One criticism of the Fed’s recent communication strategy has been that it relied too heavily on the unemployment rate as an indicator of the health of the labor market and communicated that reliance to the market. As I wrote earlier, the unemployment rate is falling, but the economy is barely improving. In his June prepared statement, Fed Chairman Ben Bernanke said:
And if the subsequent data remain broadly aligned with our current expectations for the economy, we would continue to reduce the pace of purchases in measured steps through the first half of next year, ending purchases around midyear. In this scenario, when asset purchases ultimately come to an end, the unemployment rate would likely be in the vicinity of 7 percent, with solid economic growth supporting further job gains
The Fed projections at the time expected the unemployment rate to be at 7.2-7.3% in the fourth quarter of this year. In August, the unemployment rate fell to 7.3%, well ahead of the Fed’s projections. Except this was not the result of above-average economic growth. On the contrary, financial markets tightened and the August jobs report was disappointing. The drop in the unemployment rate was not representative of the overall economy.

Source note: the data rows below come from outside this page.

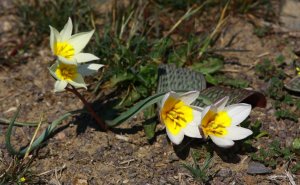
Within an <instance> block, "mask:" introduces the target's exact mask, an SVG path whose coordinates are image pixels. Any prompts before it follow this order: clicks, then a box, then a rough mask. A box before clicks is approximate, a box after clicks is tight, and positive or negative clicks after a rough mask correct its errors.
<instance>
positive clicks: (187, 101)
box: [180, 91, 200, 105]
mask: <svg viewBox="0 0 300 185" xmlns="http://www.w3.org/2000/svg"><path fill="white" fill-rule="evenodd" d="M199 94H200V92H199V91H189V92H186V93H184V94H181V95H180V100H181V101H183V102H184V103H185V104H187V105H190V104H191V103H193V102H194V101H195V100H196V99H197V98H198V97H199Z"/></svg>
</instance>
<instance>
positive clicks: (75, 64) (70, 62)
mask: <svg viewBox="0 0 300 185" xmlns="http://www.w3.org/2000/svg"><path fill="white" fill-rule="evenodd" d="M57 59H58V60H59V61H60V62H62V63H64V64H70V65H77V61H76V58H74V57H73V58H72V59H66V58H65V57H62V56H57Z"/></svg>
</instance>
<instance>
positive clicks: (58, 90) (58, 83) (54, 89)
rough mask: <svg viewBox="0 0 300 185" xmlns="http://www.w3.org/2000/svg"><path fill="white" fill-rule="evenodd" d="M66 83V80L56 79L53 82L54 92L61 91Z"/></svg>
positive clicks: (63, 87) (63, 90)
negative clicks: (55, 80)
mask: <svg viewBox="0 0 300 185" xmlns="http://www.w3.org/2000/svg"><path fill="white" fill-rule="evenodd" d="M67 85H68V83H67V82H66V81H60V80H58V81H56V82H55V84H54V92H61V91H64V90H65V88H66V87H67Z"/></svg>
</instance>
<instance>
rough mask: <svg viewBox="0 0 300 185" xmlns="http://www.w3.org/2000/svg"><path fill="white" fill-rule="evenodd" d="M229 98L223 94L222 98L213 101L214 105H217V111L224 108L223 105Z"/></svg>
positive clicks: (216, 105)
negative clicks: (222, 97)
mask: <svg viewBox="0 0 300 185" xmlns="http://www.w3.org/2000/svg"><path fill="white" fill-rule="evenodd" d="M228 100H229V96H225V97H224V98H222V99H220V100H218V101H217V102H216V103H214V106H216V107H217V112H219V111H221V110H223V109H224V107H225V105H226V104H227V102H228Z"/></svg>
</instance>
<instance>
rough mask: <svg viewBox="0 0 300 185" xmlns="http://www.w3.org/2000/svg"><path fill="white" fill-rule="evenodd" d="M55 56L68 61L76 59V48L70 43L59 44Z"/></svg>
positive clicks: (54, 49)
mask: <svg viewBox="0 0 300 185" xmlns="http://www.w3.org/2000/svg"><path fill="white" fill-rule="evenodd" d="M54 54H55V55H57V56H63V57H65V58H66V59H71V58H73V57H74V54H75V50H74V47H73V46H72V45H71V44H69V43H68V42H57V43H56V45H55V49H54Z"/></svg>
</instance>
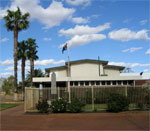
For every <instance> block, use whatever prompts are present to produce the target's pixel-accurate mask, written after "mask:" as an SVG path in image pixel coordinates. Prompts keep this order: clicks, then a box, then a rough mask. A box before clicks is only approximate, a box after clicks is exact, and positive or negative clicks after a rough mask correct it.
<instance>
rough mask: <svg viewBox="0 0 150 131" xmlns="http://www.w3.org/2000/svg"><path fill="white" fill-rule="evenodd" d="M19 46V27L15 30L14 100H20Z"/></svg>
mask: <svg viewBox="0 0 150 131" xmlns="http://www.w3.org/2000/svg"><path fill="white" fill-rule="evenodd" d="M17 46H18V29H17V26H15V28H14V77H15V81H14V88H15V94H14V100H18V95H17V93H18V90H17V64H18V58H17V53H18V52H17Z"/></svg>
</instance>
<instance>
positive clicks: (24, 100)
mask: <svg viewBox="0 0 150 131" xmlns="http://www.w3.org/2000/svg"><path fill="white" fill-rule="evenodd" d="M26 91H27V89H26V87H25V92H24V113H25V112H26V102H27V100H26V98H27V96H26Z"/></svg>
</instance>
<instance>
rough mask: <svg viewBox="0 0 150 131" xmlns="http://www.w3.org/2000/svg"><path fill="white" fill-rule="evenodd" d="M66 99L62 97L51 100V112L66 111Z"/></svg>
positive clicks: (62, 112) (59, 111) (66, 101)
mask: <svg viewBox="0 0 150 131" xmlns="http://www.w3.org/2000/svg"><path fill="white" fill-rule="evenodd" d="M66 106H67V101H66V100H64V99H57V100H54V101H52V103H51V106H50V107H51V110H52V112H53V113H64V112H66Z"/></svg>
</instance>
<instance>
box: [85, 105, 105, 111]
mask: <svg viewBox="0 0 150 131" xmlns="http://www.w3.org/2000/svg"><path fill="white" fill-rule="evenodd" d="M92 108H93V107H92V104H86V105H85V106H84V107H83V110H84V111H88V110H92ZM94 109H95V110H106V109H107V105H106V104H94Z"/></svg>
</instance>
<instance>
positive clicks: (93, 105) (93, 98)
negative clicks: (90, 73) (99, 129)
mask: <svg viewBox="0 0 150 131" xmlns="http://www.w3.org/2000/svg"><path fill="white" fill-rule="evenodd" d="M92 110H94V89H93V86H92Z"/></svg>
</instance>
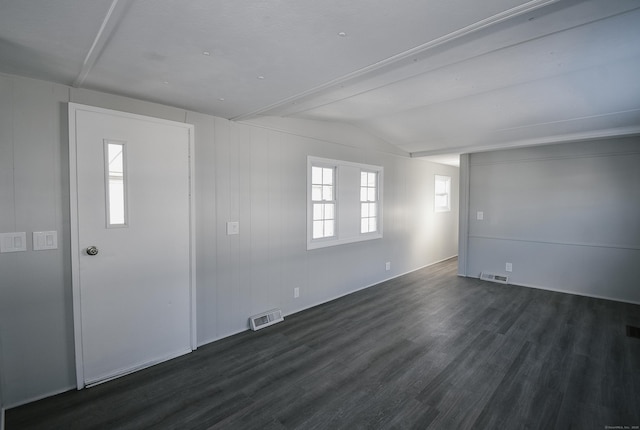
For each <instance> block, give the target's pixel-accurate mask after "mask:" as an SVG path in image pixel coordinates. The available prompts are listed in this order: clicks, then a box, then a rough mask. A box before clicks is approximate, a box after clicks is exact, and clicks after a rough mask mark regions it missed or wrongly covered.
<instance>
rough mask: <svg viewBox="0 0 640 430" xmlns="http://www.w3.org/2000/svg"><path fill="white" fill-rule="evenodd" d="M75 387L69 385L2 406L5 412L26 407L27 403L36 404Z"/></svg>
mask: <svg viewBox="0 0 640 430" xmlns="http://www.w3.org/2000/svg"><path fill="white" fill-rule="evenodd" d="M75 389H76V387H75V386H74V385H69V386H66V387H64V388H60V389H57V390H53V391H48V392H47V393H46V394H39V395H37V396H33V397H28V398H26V399H20V401H19V402H15V403H10V404H8V405H4V409H5V410H9V409H13V408H17V407H20V406H23V405H28V404H29V403H33V402H37V401H38V400H42V399H46V398H49V397H53V396H57V395H58V394H62V393H66V392H67V391H71V390H75Z"/></svg>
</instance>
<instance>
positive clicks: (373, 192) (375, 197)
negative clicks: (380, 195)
mask: <svg viewBox="0 0 640 430" xmlns="http://www.w3.org/2000/svg"><path fill="white" fill-rule="evenodd" d="M367 194H368V195H367V200H369V201H370V202H375V201H376V189H375V188H367Z"/></svg>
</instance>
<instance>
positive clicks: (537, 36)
mask: <svg viewBox="0 0 640 430" xmlns="http://www.w3.org/2000/svg"><path fill="white" fill-rule="evenodd" d="M638 9H640V7H638V8H633V9H630V10H625V11H623V12H619V13H615V14H613V15H608V16H605V17H602V18H598V19H596V20H593V21H589V22H585V23H581V24H578V25H574V26H572V27H568V28H563V29H561V30H556V31H552V32H550V33H548V34H543V35H540V36H535V37H532V38H531V39H527V40H522V41H520V42H516V43H512V44H508V45H505V46H502V47H500V48H496V49H491V50H489V51H486V52H482V53H479V54H477V55H473V56H470V57H468V58H464V59H461V60H457V61H453V62H451V63H448V64H445V65H442V66H438V67H434V68H432V69H429V70H425V71H421V72H418V73H415V74H412V75H410V76H406V77H403V78H401V79H398V80H396V81H393V82H390V83H385V84H382V85H378V86H375V87H374V88H370V89H367V90H362V91H360V92H356V93H354V94H351V95H349V96H345V97H343V98H341V99H336V100H330V101H328V102H324V103H320V104H317V105H314V106H312V107H308V108H304V109H301V110H298V111H295V112H294V113H293V114H288V115H300V114H303V113H305V112H308V111H312V110H314V109H318V108H321V107H324V106H328V105H330V104H333V103H337V102H341V101H343V100H346V99H349V98H353V97H358V96H360V95H363V94H366V93H368V92H372V91H376V90H379V89H381V88H385V87H388V86H392V85H395V84H397V83H400V82H404V81H408V80H410V79H414V78H415V77H416V76H420V75H425V74H427V73H433V72H438V71H441V70H443V69H445V68H447V67H452V66H458V65H461V64H463V63H465V62H467V61H472V60H475V59H478V58H481V57H483V56H486V55H491V54H496V53H499V52H502V51H507V50H509V49H513V48H515V47H518V46H520V45H524V44H526V43H529V42H533V41H538V40H542V39H545V38H547V37H551V36H555V35H558V34H562V33H564V32H568V31H571V30H575V29H577V28H581V27H586V26H588V25H591V24H594V23H597V22H601V21H605V20H607V19H612V18H616V17H618V16H622V15H625V14H627V13H630V12H634V11H636V10H638ZM594 67H599V66H597V65H596V66H589V67H583V68H576V69H574V70H568V71H565V72H563V73H560V74H558V75H556V76H562V75H566V74H569V73H575V72H581V71H585V70H590V69H593V68H594ZM544 79H548V77H542V78H538V79H534V80H528V81H525V82H524V83H527V82H536V81H540V80H544ZM521 84H522V83H515V84H509V85H505V86H502V87H499V88H498V89H506V88H510V87H514V86H517V85H521ZM491 91H495V89H491V90H481V91H477V92H475V93H472V94H468V95H465V96H454V97H449V98H445V99H442V100H437V101H434V102H431V103H429V104H426V105H421V106H419V107H415V108H409V109H404V110H402V111H400V113H404V112H410V111H412V110H415V109H420V108H424V107H429V106H433V105H437V104H441V103H447V102H450V101H455V100H460V99H463V98H467V97H472V96H475V95H481V94H485V93H488V92H491ZM382 116H386V115H382ZM378 117H379V116H375V117H372V118H378ZM372 118H371V117H370V118H367V121H368V120H371V119H372ZM362 121H363V120H362V119H358V120H356V122H362Z"/></svg>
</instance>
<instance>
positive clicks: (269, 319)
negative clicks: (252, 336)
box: [249, 309, 284, 331]
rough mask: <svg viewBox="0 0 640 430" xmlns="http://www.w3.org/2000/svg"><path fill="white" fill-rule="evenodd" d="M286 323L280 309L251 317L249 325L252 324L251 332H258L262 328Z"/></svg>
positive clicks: (250, 318) (273, 309)
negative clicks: (275, 323) (282, 321)
mask: <svg viewBox="0 0 640 430" xmlns="http://www.w3.org/2000/svg"><path fill="white" fill-rule="evenodd" d="M280 321H284V317H283V316H282V311H281V310H280V309H273V310H270V311H267V312H263V313H261V314H258V315H254V316H252V317H249V323H250V324H251V330H253V331H256V330H260V329H261V328H265V327H269V326H270V325H273V324H275V323H278V322H280Z"/></svg>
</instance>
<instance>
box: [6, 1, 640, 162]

Bernanke had hinted that the unemployment rate would be around 7% when asset purchases fully ended, but it had not even begun tapering yet. That was one major reason that so many journalists and investors expected the taper last week. Yet, this is once again not the Fed’s fault. The central bank could have done better in a number of areas. The long silence from the Fed governors provided little guidance for investors and Bernanke should have emphasized more that the Fed uses many different pieces of economic data to judge the labor market, not just the unemployment rate. But fundamentally, this was the market misreading the Fed.
Investors took one economic indicator and assumed the Fed would base its monetary policy on it. Worse, they knew that the drop in the unemployment rate was not the result of improving economic growth. It should have been common sense that the Fed would not that into account. But it wasn’t. There’s no doubt the Fed and Bernanke could have been more clear, like NY Fed president BIll Dudley was today and Bernanke was in his press conference last week. There, the chairman emphasized that the Fed looks at other economic indicators as well:
Last time, I gave a 7 percent as an indicative number to give you some sense of, you know, where that might be. But as my first answer suggested, the unemployment rate is not necessarily a great measure in all circumstances of the–of the state of the labor market overall. For example, just last month, the decline in unemployment rate came about more than entirely because declining participation, not because of increased jobs. So, what we will be looking at is the overall labor market situation, including the unemployment rate, but including other factors as well. But in particular, there is not any magic number that we are shooting for. We’re looking for overall improvement in the labor market
Too many commentators overreacted to what Bernanke said in June. The 7% unemployment rate number was treated as a trigger, not a threshold, even as Bernanke emphasized that it was the opposite. The unemployment rate was treated as the pivotal economic indicator influencing Fed decision-making. If you take a step back and look at the economic growth the past three months, there were few reasons the Fed would taper and many it wouldn’t. The most important thing is that the economy underperformed Fed expectations. Yet, it was conventional wisdom that the taper was coming. That doesn’t mean Bernanke couldn’t have been clearer in June, but it means it was a fundamental misreading by journalists and investors. The Fed’s over-reliance on one economic indicator doesn’t change that.